When people talk about a photo telling a story I’m often not sure what the story is. This moment doesn’t so much tell as ask: who’s got the light on? What’s s/he doing early in the morning? The light beams are calling to our curiosity like whispers in the dark.
It’s another week before I have more shoots scheduled, but in the meantime the sky was pretty awesome tonight.
Sometimes the picture is enough.
A couple re-edits I did Super Bowl night from 2016 overlooking Phoenix.
Spent last night re-editing some landscapes I did back in 2016 in Lancaster, PA (Amish Country). I hadn’t been happy with them at the time but I’m much better with Lightroom now and the results show.
Lancaster, PA (2016)
As I await a new scheduled shoot (tomorrow! Woot!!) I scrounged up another photo with a reflection.
Downside to being between shoots is that I have to reach into the vault to find something to work on. Upside is sometimes you find a little gem. This park shot was from 3 years ago at Encanto Park when I’d been photographing one of the families I follow.
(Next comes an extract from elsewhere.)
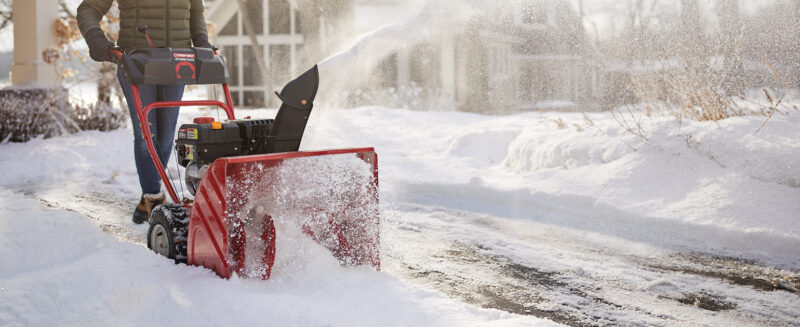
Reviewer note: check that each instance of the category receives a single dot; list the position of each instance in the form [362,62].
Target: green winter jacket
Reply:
[170,23]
A momentary step away from my usual fare. Yesterday I did three pieces in color and costume and this was an extra portrait we did after completing her set piece. I love working with L because she’s so patient, creative, and supportive. Being a beautiful young woman is an added bonus.
This to me is a nearly perfect example of the word “moment.” He’s wrapped in himself, as with the grasses, and the rest of the world is just beyond to the horizon, but in this second he’s lost in immediate thought. Resonates with me because I spend a fair amount (too much) time “navel-gazing” as my father would have said.
All things in moderation.
I dislike showing off (at least consciously). But one of the points of the creative process is to make something that you love. I’ve been fortunate enough to create a few pieces that I’m in love with.
This is the latest one.
I’d not walked the ASU campus before, so when Alex suggested it I jumped at the chance. He showed me a few nooks and crannies and then we crossed over towards the arts area. This was a different kind of shooting for me because usually I just do portraits, the focus being more on the person. This shoot harkened back to something the photographer from whom I learned the most important lessons had said in 2015. He’d told me “You’re a competent landscape photographer, dude. Now you need to learn to introduce the figure.”
That’s what I did here. I saw the layout, set up the shot, and then asked Alex to walk through. I didn’t know until I’d edited it that we’d made a winner, but I love it. I hope you do too.